星降る夜、君ともう一度
列車はついに裏山に到着してしまった。もう嬉しすぎるこの奇跡の時間も終わる。次の夏までもう巡り会うことはできない。

「あっちゃん」

「ちぃちゃん」

列車が止まり、あとは智月が降りるだけだ。智月が降りてしまえば列車は動き出し、天国へとまた戻っていく。

二人は固く手をつなぎ、一秒でも長くいられるようにゆっくりドアへと向かって歩いた。ドクドクと互いの鼓動が音を立てる。泣いてはいけないと智月は強く唇を噛み締めた。

「ちぃちゃん、来年はもっとすごいお菓子が作れるように頑張るね」

朝日がニコリと笑う。その目からは今にも涙がこぼれ落ちそうになっていた。

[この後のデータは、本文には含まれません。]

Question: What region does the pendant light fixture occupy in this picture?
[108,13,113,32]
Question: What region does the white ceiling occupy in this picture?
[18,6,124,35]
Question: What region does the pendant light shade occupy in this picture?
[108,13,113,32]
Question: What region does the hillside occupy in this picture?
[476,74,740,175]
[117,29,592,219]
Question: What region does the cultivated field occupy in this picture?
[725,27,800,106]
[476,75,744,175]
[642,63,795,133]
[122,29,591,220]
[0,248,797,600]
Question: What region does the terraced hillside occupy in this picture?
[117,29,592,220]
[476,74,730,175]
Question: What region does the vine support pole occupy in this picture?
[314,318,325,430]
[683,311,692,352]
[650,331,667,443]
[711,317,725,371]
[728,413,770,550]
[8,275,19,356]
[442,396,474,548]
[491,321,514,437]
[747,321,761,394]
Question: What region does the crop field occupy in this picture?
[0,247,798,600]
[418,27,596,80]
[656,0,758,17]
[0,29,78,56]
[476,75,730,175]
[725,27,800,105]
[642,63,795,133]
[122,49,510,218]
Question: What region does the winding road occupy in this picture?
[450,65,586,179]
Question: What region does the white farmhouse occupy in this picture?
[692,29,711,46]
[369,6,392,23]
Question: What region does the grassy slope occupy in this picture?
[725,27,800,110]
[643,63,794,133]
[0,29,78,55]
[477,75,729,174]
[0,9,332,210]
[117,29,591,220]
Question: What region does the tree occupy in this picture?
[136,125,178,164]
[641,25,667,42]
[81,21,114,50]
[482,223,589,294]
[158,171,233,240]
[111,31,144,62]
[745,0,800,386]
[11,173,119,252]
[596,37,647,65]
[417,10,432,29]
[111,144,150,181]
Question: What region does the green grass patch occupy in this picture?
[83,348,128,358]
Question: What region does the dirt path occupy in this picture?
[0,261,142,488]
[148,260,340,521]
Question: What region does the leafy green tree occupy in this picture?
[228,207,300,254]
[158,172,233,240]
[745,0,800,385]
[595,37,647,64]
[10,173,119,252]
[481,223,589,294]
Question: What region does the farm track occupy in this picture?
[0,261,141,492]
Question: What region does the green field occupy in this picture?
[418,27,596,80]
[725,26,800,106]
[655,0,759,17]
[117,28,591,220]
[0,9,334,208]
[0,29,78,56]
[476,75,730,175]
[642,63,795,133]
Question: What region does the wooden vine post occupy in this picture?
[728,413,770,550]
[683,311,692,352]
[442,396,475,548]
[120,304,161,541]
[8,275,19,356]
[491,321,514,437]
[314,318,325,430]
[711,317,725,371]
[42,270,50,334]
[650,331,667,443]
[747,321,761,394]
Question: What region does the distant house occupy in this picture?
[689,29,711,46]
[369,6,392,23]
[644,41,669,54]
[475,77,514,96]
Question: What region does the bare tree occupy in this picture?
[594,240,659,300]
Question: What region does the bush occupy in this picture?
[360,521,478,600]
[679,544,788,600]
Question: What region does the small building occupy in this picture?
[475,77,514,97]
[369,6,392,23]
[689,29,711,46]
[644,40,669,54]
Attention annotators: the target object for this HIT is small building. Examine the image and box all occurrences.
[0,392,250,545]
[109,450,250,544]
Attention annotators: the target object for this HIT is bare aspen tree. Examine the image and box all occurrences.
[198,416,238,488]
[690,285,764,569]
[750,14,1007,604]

智月は勇気を振り絞って朝日を抱き締める。その体はやはり温かい。鼓動もしっかり聞こえていた。

「僕も、勉強とか頑張るよ。次の夏を楽しみにしてる」

互いに見つめ合い、ゆっくりとつないでいた手を離す。その刹那、ドアがゆっくりと閉じられた。空の彼方へと列車は消えていく。

一年に一度しかない夏の夜、列車が見えなくなってから智月は叶わない恋に蓋をすることに泣き崩れた。